Intervention patient transport services from Assisted Interventions Inc. today: Assisted Interventions was founded on the principles of Dignity, Compassion and Safety in Intervention and Transport Services. We understand what it takes to bring a family to the point where they accept that their child is in need of help, and the difficult decisions they face in seeking professional treatment. Our many years of experience has prepared us to assist in that process and to be the “First Step” in the journey to restore the family culture to a healthy balance of love, understanding and respect. We recognize the significance of our role in assuring that this first critical step is positive in all aspects of our carefully planned approach. Discover additional info at assisted interventions inc.
An intervention can prevent conflicts. One of the most important motives to consult an experienced interventionist is that the tension can get relatively high during this stressful period. An intervention is likely to cause a great deal of tension and pain to the surface. However, for the intervention to succeed, all participants must remain at peace and resist the urge to assign blame to the other or one of them. An interventionist will ensure that the process runs smoothly and that everyone emerges from the event calmly. Interventionists can guide you on what to say and provide you the chance to help those you care about to stop their drug addiction.
If, however, your teen is obstinate or angry and refuses to enter a treatment program, an interventionist may be able to help. A good interventionist is a trained professional who helps a person move out of addiction and into recovery. Anyone you consider should: Be trained in substance abuse or addiction, Have a level of expertise that allows them to provide comprehensive information to the patient and family members about treatment options, Be licensed or certified, Adhere to strict ethical standards that are clearly spelled out, Coordinate proper transport to treatment. Follow up after the initial intervention to advocate for your teen’s recovery.
What is the role of the parent during the intervention? We will instruct you regarding every step of the process. The intervention and transport team will brief you once again upon arrival at your home. Remember, we are there to assist and guide you throughout the intervention process. Will my child understand what is happening? Part of your role will be to introduce the intervention team to your child. From that point on it will be the responsibility of the team to explain to your child the transport, and to prepare them for transition into the program.

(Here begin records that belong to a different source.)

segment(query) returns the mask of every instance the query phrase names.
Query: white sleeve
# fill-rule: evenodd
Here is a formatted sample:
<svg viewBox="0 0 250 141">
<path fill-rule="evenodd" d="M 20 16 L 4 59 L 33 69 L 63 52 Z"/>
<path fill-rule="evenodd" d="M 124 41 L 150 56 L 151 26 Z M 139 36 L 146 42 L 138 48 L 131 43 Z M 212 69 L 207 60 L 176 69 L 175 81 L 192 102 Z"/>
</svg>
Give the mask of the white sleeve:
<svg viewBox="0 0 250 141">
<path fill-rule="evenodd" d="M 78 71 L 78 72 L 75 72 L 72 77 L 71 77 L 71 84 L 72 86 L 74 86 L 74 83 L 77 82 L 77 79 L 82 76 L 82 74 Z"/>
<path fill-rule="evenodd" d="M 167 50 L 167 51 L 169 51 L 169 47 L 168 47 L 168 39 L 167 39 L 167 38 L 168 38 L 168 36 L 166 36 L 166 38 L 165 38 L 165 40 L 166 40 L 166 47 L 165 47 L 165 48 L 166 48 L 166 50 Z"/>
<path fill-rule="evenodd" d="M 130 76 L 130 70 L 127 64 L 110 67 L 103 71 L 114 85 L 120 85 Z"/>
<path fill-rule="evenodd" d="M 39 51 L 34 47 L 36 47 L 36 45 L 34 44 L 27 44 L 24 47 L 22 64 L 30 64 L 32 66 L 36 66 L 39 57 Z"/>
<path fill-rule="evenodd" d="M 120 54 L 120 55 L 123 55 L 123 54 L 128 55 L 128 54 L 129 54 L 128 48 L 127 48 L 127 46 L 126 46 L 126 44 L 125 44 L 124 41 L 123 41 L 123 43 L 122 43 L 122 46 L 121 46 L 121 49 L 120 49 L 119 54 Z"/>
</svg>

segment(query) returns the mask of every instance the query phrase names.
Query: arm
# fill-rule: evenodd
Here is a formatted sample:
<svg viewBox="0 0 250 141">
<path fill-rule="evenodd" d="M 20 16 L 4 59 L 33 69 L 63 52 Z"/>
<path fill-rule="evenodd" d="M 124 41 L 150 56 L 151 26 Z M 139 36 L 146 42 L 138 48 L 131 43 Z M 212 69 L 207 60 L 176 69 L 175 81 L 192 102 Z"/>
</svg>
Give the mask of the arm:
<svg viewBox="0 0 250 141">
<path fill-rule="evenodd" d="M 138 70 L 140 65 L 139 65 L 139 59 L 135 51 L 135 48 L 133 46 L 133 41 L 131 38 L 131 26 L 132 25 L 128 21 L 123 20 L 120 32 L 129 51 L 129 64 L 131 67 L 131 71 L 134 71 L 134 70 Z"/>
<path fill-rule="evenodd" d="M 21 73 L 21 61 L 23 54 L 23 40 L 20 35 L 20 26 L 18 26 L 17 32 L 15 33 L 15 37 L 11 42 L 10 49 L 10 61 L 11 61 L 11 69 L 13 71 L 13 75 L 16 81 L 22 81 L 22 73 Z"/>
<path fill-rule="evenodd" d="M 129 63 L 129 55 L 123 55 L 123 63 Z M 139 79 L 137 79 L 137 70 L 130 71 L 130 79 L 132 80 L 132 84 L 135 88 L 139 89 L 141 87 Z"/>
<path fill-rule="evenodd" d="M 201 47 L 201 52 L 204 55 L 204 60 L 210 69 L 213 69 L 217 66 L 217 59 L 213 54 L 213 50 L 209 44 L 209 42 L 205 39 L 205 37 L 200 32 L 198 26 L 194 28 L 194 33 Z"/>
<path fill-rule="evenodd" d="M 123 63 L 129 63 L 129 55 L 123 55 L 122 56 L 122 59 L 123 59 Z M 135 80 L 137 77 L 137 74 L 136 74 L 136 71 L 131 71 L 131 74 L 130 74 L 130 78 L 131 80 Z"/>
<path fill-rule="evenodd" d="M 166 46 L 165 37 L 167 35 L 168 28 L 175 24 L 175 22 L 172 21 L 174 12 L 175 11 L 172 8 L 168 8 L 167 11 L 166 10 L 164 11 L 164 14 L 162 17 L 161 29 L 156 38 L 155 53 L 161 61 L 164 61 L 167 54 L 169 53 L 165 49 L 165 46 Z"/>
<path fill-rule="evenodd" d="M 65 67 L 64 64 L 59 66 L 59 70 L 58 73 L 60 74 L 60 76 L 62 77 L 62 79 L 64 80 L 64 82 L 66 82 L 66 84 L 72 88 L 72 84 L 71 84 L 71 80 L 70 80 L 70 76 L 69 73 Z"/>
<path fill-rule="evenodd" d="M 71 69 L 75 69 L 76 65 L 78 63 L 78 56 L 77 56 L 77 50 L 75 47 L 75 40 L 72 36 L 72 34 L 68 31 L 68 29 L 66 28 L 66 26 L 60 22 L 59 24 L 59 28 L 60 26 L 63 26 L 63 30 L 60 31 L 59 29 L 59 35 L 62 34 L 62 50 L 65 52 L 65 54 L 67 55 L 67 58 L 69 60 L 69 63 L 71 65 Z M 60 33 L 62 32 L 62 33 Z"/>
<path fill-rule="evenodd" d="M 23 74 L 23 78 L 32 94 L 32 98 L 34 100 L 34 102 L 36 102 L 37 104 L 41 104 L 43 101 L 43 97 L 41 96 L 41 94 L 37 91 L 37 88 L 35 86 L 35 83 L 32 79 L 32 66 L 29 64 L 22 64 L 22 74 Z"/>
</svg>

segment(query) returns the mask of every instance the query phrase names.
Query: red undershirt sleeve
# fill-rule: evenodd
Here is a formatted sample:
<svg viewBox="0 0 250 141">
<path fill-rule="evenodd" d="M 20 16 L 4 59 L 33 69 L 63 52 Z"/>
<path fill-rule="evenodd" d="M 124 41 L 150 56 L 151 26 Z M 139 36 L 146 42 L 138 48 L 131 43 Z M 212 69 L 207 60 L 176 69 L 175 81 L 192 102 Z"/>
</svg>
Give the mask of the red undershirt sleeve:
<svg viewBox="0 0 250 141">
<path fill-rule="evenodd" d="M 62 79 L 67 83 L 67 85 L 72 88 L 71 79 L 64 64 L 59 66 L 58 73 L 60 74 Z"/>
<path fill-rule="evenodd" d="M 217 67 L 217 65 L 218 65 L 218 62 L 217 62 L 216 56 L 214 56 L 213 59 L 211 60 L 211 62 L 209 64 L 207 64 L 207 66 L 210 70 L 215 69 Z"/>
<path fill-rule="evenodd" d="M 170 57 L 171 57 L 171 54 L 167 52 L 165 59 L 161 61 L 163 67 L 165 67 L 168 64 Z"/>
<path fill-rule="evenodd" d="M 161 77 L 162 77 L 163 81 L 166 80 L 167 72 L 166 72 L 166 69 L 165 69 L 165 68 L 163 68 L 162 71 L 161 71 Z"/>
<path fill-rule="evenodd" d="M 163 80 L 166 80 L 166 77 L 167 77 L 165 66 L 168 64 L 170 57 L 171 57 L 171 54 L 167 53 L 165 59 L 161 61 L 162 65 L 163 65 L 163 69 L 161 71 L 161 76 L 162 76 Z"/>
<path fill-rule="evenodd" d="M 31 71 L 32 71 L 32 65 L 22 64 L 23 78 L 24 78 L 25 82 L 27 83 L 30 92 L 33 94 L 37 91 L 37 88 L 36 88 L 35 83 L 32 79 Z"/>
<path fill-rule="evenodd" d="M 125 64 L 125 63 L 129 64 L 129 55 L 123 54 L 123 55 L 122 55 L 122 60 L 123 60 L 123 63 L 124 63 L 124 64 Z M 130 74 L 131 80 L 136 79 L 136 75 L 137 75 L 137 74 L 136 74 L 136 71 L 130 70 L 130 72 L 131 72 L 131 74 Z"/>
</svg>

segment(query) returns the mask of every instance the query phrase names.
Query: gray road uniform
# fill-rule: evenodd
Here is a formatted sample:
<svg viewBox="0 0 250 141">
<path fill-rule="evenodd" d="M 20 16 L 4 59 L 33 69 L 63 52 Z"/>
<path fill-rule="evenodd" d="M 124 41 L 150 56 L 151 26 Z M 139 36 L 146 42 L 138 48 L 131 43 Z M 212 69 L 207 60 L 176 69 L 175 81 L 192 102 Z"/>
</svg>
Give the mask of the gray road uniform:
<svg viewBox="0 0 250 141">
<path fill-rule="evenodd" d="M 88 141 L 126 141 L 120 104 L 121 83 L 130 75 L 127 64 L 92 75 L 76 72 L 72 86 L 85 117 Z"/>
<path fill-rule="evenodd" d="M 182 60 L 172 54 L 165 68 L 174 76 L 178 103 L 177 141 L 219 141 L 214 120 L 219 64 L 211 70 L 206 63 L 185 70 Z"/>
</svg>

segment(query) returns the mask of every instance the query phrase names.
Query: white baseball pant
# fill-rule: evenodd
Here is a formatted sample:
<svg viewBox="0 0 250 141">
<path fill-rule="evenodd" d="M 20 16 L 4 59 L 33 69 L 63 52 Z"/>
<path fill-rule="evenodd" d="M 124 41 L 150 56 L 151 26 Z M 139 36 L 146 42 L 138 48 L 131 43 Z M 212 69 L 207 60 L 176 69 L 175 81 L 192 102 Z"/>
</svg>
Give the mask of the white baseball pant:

Build your case: The best way to dive into a conversation with your teen is to prepare your grounds and establish the point you want to make. What is the reason for this intervention? Why are you addressing this concern now? Being at his age, your adolescent may be defensive or may not want to open up on the subject. He may believe in his mind that there is no problem at all, and will not give you the entire truth as a result. He may try to talk his way out of it.
Many people try drugs in their teenage years, and while parents sometimes chalk up drug use to experimentation or minimize the significance of it, there is a well-documented association between teen substance use and problems such as risky sexual behaviors, motor vehicle accidents, mental health issues, suicidal thoughts, homicides, and high school dropout rates. Chronic drug abuse may also lead to addiction, which can follow you well into adulthood. For these reasons—and many more—getting help for your teen right away, sometimes through an intervention, is extremely important. Read extra details at https://www.assistedinterventions.com/.
Prepare for the conversation: Your teen may try to steer the conversation in another direction. In order to gain a foothold, we suggest that parents come up with a readied list of questions to ask their teens before the intervention takes place. As a concerned parent, you likely already have an idea of what you want to ask your teen. A huge question in your mind may be, “Why?” Ask your teen why he likes using drugs, or why he started in the first place. You may want to ask him how often it is that he drinks or uses drugs, and with whom he is using. Try to get a sense for his situation, and to understand it from his perspective. This is an intervention, not a lecture.